In Part I, we looked at the Women’s Indian Association’s (WIA) involvement in constitutional negotiations with the British in the late 1910s. The WIA vociferously demanded equal voting rights for women – but the British did not budge. During this time, Indian leaders were also demanding measures for greater levels of self-government. These too, the British dismissed. Indian legislators across the country were becoming restless.
In the early 1920s, Indian leaders began to take the view that only a Constitution framed by Indians would be acceptable. Annie Besant, the WIA President, told British authorities that India would never accept a Constitution framed in Westminster.
So she took the lead in setting up a ‘national convention’ consisting of 255 members who were mostly Indian legislators. The convention’s brief was to prepare a Constitution for India. Two of Besant’s WIA colleagues also took part. The Convention drafted the Commonwealth of India Bill 1925 – a document that aimed to operate as a Constitution for India.
The Bill was comprehensive and represented the constitutional visions of Annie Besant and other Indian leaders. It contained a Bill of rights that included rights to freedom of expression, non-discrimination and more. Importantly, it contained a fundamental right that aimed at sex discrimination: (g) There shall be no disqualification or disability based on sex.
Besant planned to get the Bill passed by British Parliament through a senior Labour Party leader Mr. George Lansbury. However, the Labour Party lost the elections – the Bill was stalled and not passed. Besant’s plan did not work out. However, the Bill would play an immensely influential role in Indian constitutional thought. As Niraja Jayal in Citizenship and its Discontents reminds us, provisions of the Bill were verbatim repeated in the Nehru Report 1928 and together, these influenced the final Constitution of India 1950.
A few years after the Bill was drafted, in the late 1920s and early 1930s, there was churn in the constitutional and political negotiations between Indians and the British. The British, who had until now remained cold to Indian constitutional demands, began to take steps in framing a new constitutional framework for India – what would later become the Government of India Act 1935.
The WIA took part in these negotiations actively – it sent representatives to the round table conferences and the Lothian Committee on Franchise. It was during this time, that the WIA began to make demands that were explicitly linked to the constitutional future of India. These were often made in its in-house publication Stri-Dharma – which the WIA began publishing since 1918. Stri-Dharma aimed to become the voice of the Indian women’s movement.

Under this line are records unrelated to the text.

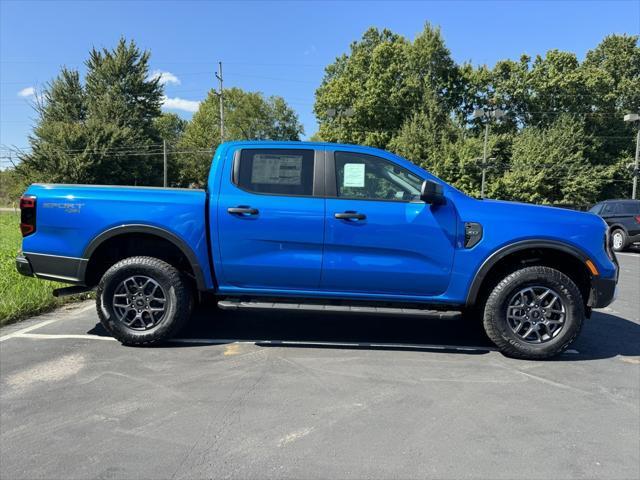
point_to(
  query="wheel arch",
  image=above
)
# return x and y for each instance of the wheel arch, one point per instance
(124, 231)
(518, 251)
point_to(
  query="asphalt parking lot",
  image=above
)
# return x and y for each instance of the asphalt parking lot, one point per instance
(273, 394)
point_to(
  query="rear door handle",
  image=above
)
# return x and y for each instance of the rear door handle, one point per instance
(350, 216)
(243, 211)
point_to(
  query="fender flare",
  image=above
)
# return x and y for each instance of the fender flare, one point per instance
(499, 254)
(151, 230)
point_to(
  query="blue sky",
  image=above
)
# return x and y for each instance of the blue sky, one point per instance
(278, 48)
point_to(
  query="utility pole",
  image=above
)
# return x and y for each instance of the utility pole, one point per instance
(487, 115)
(219, 77)
(484, 158)
(164, 154)
(634, 117)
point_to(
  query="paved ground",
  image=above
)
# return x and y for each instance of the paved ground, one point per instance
(321, 396)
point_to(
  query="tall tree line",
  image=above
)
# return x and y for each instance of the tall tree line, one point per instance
(108, 128)
(563, 139)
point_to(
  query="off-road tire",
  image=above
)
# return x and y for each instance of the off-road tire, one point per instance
(495, 313)
(625, 241)
(179, 300)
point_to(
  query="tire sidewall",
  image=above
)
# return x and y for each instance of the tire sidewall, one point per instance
(110, 281)
(569, 295)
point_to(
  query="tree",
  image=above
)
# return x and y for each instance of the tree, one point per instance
(102, 131)
(552, 165)
(247, 116)
(170, 127)
(384, 80)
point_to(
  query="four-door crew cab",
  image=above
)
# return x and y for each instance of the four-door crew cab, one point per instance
(323, 226)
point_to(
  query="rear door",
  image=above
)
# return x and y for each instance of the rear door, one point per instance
(271, 219)
(380, 238)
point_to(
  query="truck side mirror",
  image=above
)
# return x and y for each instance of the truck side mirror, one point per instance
(431, 192)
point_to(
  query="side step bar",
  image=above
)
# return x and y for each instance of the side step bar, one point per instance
(317, 307)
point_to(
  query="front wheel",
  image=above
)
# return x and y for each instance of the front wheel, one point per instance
(534, 313)
(143, 301)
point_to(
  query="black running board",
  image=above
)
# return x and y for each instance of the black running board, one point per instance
(318, 307)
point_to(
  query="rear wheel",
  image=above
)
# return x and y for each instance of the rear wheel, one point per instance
(143, 301)
(534, 313)
(618, 240)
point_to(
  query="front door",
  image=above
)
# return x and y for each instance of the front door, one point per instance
(270, 220)
(379, 238)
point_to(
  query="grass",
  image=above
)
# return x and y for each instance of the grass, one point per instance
(21, 296)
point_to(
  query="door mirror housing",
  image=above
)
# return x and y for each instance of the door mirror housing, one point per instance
(431, 192)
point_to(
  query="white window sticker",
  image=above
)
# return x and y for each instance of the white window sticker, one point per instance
(353, 175)
(277, 169)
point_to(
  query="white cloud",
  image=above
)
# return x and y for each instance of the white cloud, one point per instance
(180, 104)
(165, 77)
(27, 92)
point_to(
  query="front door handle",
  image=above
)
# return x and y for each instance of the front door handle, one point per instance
(242, 211)
(350, 216)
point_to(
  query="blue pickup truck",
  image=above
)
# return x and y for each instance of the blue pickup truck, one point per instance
(320, 226)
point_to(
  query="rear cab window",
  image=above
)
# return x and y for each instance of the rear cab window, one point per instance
(275, 171)
(628, 208)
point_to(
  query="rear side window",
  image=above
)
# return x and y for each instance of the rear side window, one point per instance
(596, 208)
(628, 208)
(608, 208)
(275, 171)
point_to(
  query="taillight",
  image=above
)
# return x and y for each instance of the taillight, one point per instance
(27, 215)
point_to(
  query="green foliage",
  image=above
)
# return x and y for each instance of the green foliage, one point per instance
(247, 116)
(385, 80)
(563, 138)
(12, 186)
(551, 165)
(22, 296)
(102, 131)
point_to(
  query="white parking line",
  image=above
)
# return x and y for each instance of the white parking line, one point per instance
(51, 336)
(28, 329)
(67, 315)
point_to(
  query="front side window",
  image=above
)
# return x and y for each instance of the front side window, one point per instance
(361, 176)
(275, 171)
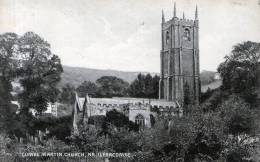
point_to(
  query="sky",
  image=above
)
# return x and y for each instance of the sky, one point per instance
(126, 34)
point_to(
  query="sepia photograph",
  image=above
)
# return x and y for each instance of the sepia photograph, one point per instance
(129, 80)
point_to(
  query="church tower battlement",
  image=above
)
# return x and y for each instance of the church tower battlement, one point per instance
(179, 75)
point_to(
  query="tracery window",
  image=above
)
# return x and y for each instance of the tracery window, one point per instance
(186, 35)
(167, 37)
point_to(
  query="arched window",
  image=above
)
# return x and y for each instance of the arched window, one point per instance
(167, 37)
(186, 35)
(139, 120)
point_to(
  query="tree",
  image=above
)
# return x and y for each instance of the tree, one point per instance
(239, 70)
(8, 44)
(144, 86)
(67, 94)
(40, 72)
(87, 87)
(110, 86)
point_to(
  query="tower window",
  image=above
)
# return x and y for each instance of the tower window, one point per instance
(167, 37)
(186, 36)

In a 1931 issue, Stri-Dharma published an article titled ‘Women’s Place in the Future Constitution of India’ in which it mentioned some goals and principles of a future constitution:
- That woman should be free to contest seats in the general constituencies subject to the same qualifications to apply as men.
- In addition to any seats thus secured by women, a certain number or proportion of seats—say five percent as suggested by the Nair Committee— should be reserved for women in each provincial council, at least for a trial period of three general elections.
- Reservation should be filled by any suitable way that may be determined by the next Round Table Conference.
- That full adult franchise is secured for both men and women.
- That any woman—married or unmarried—possessing any one of the general qualifications for the franchise would have the vote.
- That for admission into the public services no woman shall be under any disability because of her sex.
- Again we believe India will gain in power for good if it develops a woman’s side to its activities.
Equal voting rights, reservations in legislatures, the de-linking of women’s franchise from their marital status and a non-discrimination clause. For the time, these were quite a remarkable and bold articulations of constitutional arrangements that were intended to protect and promote the rights of Indian women.
In the first part of this post, we asked the question if women had a constitutional vision for India before the formal constitution making process of 1946 – 50? Evidently, they did. And so when we valorise and emphasis the women members of the Constituent Assembly, we must also pay attention to the women who were thinking constitutionally, much before the Constituent Assembly was a glimmer on the horizon.